改訂新版 世界大百科事典 「琿春事件」の意味・わかりやすい解説
琿春事件 (こんしゅんじけん)
1920年9月から21年にかけ,日本軍が日本人居留民の保護を名目に〈在満〉朝鮮農民・独立運動家を虐殺し,間島侵略の口実とした事件。直接には9月12日と10月2日の2回にわたる中国人馬賊の琿春城襲撃をさす。1919年の三・一独立運動以後,海外の独立運動は急激に武装闘争の傾向を強め,ゲリラ部隊は北部国境地帯の襲撃をくりかえし,〈文化政治〉に脅威を与えた。日本は中国官憲に朝鮮独立軍弾圧を要求,執拗に外交圧力をかける一方,独立軍への追跡攻撃権を主張,直接進攻によりその根処地覆滅の機会をねらっていた。そのため日本は独立軍が琿春の日本領事館を襲撃した事件を捏造(ねつぞう)したのである。事件に利用されたのは中国人馬賊長好江一味であった。総督府に買収された長好江は,20年9月12日と10月2日の2回にわたり,約400名の兵力を指揮し,琿春城を襲撃,日本領事館の破壊と日本人居留民の殺傷を目標とした(第1次,第2次琿春事件)。日本政府は事件を誇大に粉飾,襲撃は日本に怨恨をもつ〈不逞鮮人団〉の妄動であり,背後に労農ロシアの思想的指導があると宣伝し,中国政府は治安維持能力がないと非難したが,日本人の生命財産を守るため出兵するという口実作りであった。こうして20年10月5日から朝鮮駐屯軍,シベリア出兵軍,関東軍など2個師団の日本軍が三方から同時に間島に進攻し,間島居住の朝鮮農民は〈不逞の徒〉として三光作戦の対象となった。

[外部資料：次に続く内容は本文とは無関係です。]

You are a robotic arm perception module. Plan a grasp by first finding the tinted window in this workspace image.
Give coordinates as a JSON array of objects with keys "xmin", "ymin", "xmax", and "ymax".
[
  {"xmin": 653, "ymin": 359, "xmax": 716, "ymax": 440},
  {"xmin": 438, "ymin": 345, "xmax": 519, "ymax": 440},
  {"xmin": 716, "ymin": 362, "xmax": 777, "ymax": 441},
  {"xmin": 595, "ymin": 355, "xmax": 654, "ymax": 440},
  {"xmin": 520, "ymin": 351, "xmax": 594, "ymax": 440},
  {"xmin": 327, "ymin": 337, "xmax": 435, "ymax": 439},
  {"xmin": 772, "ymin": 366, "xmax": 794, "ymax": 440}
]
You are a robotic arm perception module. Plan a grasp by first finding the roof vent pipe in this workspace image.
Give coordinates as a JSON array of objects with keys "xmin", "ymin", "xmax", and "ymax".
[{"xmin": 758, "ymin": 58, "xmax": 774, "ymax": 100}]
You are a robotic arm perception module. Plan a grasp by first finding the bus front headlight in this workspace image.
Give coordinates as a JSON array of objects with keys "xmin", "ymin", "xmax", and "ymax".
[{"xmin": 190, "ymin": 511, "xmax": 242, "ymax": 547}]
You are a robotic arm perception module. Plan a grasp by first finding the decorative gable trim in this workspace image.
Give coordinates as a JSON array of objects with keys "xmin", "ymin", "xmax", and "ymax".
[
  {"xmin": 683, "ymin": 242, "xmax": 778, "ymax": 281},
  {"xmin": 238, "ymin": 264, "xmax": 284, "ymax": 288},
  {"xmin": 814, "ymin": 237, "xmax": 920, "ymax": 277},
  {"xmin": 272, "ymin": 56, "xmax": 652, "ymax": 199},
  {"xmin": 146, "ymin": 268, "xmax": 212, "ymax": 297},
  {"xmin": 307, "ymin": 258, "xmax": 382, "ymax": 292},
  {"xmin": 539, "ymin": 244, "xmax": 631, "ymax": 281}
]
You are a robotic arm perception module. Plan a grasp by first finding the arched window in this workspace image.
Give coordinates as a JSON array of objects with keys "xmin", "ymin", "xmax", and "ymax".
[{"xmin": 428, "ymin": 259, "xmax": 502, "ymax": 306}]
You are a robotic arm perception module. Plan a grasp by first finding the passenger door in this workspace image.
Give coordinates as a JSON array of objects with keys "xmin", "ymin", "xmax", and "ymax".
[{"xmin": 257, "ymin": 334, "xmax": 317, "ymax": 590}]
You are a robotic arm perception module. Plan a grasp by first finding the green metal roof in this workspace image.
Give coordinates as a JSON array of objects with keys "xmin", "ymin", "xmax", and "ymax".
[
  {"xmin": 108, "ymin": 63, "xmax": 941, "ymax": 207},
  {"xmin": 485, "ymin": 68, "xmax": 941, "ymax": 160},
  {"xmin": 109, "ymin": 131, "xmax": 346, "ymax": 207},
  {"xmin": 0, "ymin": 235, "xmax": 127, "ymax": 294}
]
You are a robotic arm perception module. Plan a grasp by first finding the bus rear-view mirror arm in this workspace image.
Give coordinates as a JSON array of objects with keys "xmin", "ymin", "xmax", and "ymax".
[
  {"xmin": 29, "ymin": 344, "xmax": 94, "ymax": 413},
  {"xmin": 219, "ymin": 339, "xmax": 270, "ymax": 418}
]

朴殷植の《朝鮮独立運動の血史》は死者3106名と記している。日本軍を迎え撃った独立軍は,青山里戦闘(1920年10月20日)で勝利し独立運動の気勢をあげた。一方,中国の抗日姿勢はより明確になり,間島を中朝両民族の抗日統一戦線の核として突出させる歴史的要因ともなった。